Seit den Tributen von Panem scheint das Genre der Dystopie klischeebeladen, sodass man glaubt, nichts mehr neues zu lesen. Aber schon der außergewöhnliche Erzählstil zeigt, dass dem nicht so ist, denn es wird aus mehreren Perspektiven berichtet. Das Lesen wird dadurch keinesfalls erschwert, sondern man erfährt dadurch mehr über das System, in dem die Menschen leben.
Ebenso gibt es Rückblenden, aus denen man erfährt, warum sich Martha in dieser Situation befindet und dass sie sehr wohl etwas damit erreichen will. Denn schnell merkt man, dass das System seine Fehler hat und es durchaus Menschen gibt, die sich dem widersetzen wollen.
In einem weiteren Punkt unterscheidet sich die Dystopie von anderen, denn zum Zeitpunkt von Marthas Festnahme hat sie einen Freund. Hier erfährt man auch durch Rückblenden, wie die beiden sich kennen und lieben gelernt haben. Während ihres Gefängnisaufenthaltes macht sich Martha Gedanken darüber, ob sie ihn jemals wieder sehen oder mit ihm reden wird.
Mit der Protagonistin hat Kerry Drewery einen starken, selbstlosen Charakter entwickelt, vor der ich großen Respekt hatte. Auch die anderen Charaktere, aus deren Sicht teilweise geschrieben wird, sind sehr gut herausgearbeitet und jeder trägt seinen Teil dazu bei, dass Marthas Festnahme anders endet als die Mehrheit der Bevölkerung möchte.

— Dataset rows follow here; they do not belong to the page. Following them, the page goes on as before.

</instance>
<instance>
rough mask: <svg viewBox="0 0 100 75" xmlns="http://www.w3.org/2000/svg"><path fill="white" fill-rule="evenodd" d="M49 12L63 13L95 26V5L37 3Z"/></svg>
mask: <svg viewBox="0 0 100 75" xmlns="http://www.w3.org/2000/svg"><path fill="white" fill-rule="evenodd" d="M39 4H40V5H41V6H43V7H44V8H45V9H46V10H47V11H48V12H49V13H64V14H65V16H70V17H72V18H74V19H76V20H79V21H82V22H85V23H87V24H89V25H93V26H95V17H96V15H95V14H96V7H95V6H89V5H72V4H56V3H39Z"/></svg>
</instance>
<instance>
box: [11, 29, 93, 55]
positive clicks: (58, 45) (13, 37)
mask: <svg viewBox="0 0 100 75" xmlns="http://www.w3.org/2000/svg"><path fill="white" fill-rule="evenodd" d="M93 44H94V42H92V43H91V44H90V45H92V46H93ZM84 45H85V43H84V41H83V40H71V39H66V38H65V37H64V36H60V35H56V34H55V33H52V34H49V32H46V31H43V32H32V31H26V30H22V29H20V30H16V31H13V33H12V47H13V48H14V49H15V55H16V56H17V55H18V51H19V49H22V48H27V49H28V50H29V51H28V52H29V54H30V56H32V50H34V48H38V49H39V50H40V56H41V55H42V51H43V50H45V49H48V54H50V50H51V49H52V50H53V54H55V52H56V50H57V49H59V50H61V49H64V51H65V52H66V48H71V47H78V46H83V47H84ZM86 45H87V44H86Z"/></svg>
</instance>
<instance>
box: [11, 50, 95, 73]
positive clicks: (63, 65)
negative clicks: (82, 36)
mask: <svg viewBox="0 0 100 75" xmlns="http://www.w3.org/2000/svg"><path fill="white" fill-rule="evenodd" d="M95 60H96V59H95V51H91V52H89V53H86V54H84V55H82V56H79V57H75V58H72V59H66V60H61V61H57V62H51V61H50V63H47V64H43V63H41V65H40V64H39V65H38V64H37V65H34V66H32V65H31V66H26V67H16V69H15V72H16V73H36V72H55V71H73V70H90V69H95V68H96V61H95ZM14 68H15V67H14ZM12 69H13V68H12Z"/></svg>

Die Geschichte regt zum Nachdenken an und übt Kritik an unserer Gesellschaft, wodurch die Autorin eine Dystopie geschaffen hat, die sich nicht der Klischees bedient. Auch die Liebesgeschichte stand nicht im Mittelpunkt, sondern die Message der Autorin.

Gegen Ende bleiben jedoch noch Fragen offen, von denen ich erhoffe, dass diese im zweiten Teil beantwortet werden.
Fazit: Eine Dystopie, die sich von anderen abhebt und von Anfang bis Ende spannend war! Es war ein unerwartetes Lese-Highlight für mich.